Friday, 21 May 2021

My Own Little Bike Shop

People are very resourceful. The strategies for surviving lockdown have been many and varied. More books were read, more TV was watched and more video games were played. Sales of booze, fags and confectionery grew substantially. Although, as an antidote to being cooped up, many people went out more, going walking and cycling (having first dusted down the old trainers and the old bike from the shed). Plenty of people also got involved in new projects around the house. Whether DIY, writing, painting, knitting or art-journaling, what mattered most was the immersion and the sense of purpose it gave.

Over the past year of lockdowns, I’ve engaged in four big projects. I completed my second collection of poetry and I wrote the first draft of a novel. During the first long lockdown last year, I built a bike from scratch. And during this year’s long lockdown, I built another. I got a great sense of purpose from each of these projects But I gained much more than that. I also developed and extended my skills and abilities. And in each project I ended up with an artefact that I could look at with pride and say, I made this.

I began to learn bike-maintenance because I had to. Some twenty years ago I started to go on solo multi-week cycle-touring trips; at first on this island and then to different parts of Europe. I loved the freedom and flexibility of this type of travelling. But as I discovered, you have to be able to fix basic problems yourself as there may not always be a bike shop around when you need it. So, bit by bit, I learnt how to fix bikes. And through this I gained the confidence to undertake tasks that previously I would have left to a bike shop. Indeed, you can’t always trust a shop mechanic. Some years ago a local shop returned one of my bikes with a dangerous bodge, instead of fixing it properly. When you do the job yourself you can be sure that it’s right. My garage now doubles as a bike workshop; the walls and bench are lined with bike parts, bike tools and bikes.

As a birthday present, I bought myself a Trek Domane SLR frameset. This lightweight carbon frame and forks had the great advantage of built-in shock absorption. For my first new build on a carbon frame I took great care, paying close attention to the torque settings. I fitted Shimano Ultegra components throughout and custom-made lightweight wheels from DCR. I ended up with a splendid carbon endurance bike that weighs just 17 pounds; a whole three pounds lighter than the Granfondo titanium bike that I’d built a year ago.

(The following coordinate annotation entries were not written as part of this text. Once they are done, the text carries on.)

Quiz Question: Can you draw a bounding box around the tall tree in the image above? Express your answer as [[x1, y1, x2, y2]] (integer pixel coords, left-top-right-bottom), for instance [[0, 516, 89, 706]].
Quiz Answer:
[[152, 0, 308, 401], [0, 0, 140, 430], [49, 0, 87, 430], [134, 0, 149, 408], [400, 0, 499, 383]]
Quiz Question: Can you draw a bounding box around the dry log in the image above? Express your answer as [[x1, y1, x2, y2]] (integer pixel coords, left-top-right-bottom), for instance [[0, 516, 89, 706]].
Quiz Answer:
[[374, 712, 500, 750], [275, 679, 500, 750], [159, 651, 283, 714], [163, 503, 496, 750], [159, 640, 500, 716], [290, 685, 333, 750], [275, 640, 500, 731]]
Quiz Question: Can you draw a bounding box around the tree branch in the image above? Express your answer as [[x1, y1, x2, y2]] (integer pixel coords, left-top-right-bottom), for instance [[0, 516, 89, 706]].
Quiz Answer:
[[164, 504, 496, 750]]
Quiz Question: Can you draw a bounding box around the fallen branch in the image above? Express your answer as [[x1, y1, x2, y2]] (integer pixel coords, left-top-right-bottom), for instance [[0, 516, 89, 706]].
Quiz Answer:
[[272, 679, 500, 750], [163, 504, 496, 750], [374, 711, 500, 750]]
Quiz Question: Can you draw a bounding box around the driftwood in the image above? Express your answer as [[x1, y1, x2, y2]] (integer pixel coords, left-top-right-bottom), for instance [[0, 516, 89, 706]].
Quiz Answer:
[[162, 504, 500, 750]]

The Domane is my first full-carbon bike and I am very proud of it. The bike is designed for endurance riding; it is agile and fast. Because I had a bad knee injury, I did little cycling over the winter. So I have only recently started to do some longer rides (the maximum so far has been 53 miles). The bike’s lightness and shock absorption help you to be less fatigued over longer distances on our poorly maintained roads. The Domane now joins my stable of five other bikes in the garage. It also happens to be worth more than my car. In our new Covid-limited world, pastimes and hobbies are more important now than they ever were.

Monday, 10 May 2021

The Break

It wasn’t the sort of down-time that we were looking for. My dearest T has broken a bone in her foot. She was leaning forward to pull the curtains and overbalanced, getting a sharp pain along the outside of her foot. It was very sore, so we rang the GP. Amazingly enough, she asked T to come in to the surgery straight away. The GP examined the swollen foot and recommended that T get an X-ray. Then she rang the Minor Injuries service and booked T in.

Shortly after T got back home from the GP, a triage nurse rang, asked about the injury and gave T an appointment an hour later at Daisy Hill Hospital. I drove T to the front door and she limped into the hospital on my late father’s walking stick. The Minor Injuries Unit is attached to A & E, and I think most hospitals in NI have one. I wasn’t allowed in with her, so I had to park and wait for updates by text message.

T didn’t have very long to wait. She was seen by a doctor and sent for an X-ray. When the images came back, the doctor pointed out that T had fractured a bone in her foot. But not just any bone. T had a small extra metatarsal on the edge of her foot and this had broken. Having this extra bone was very unusual and the doctor brought in several medical students to look at the X-rays.

The treatment was the same as for any broken bone. T was fitted with a large grey plastic boot and two elbow crutches. She was given two weeks supply of Co-codamol and Clexane anti-coagulant injections and sent home to rest. T would be reviewed in two weeks time at the Minor Injuries Unit and was given an appointment. I picked her up at the front door of the hospital and helped her into the car. The whole process had taken just three hours, much quicker than any visit to A & E.

When we got back home, I helped T into the house. She hobbled along the hallway on the crutches and sat down in an armchair. I went to make her a cup of coffee and some toast. At the back door was our semi-feral cat. He hadn’t arrived as usual that morning. I got him some food while the kettle was boiling. Then I noticed he was limping too, holding one of his forepaws up as he hopped to his bowl. Blimey, I was the only one in the house who wasn’t incapacitated. I had better take good care, they were all depending on me.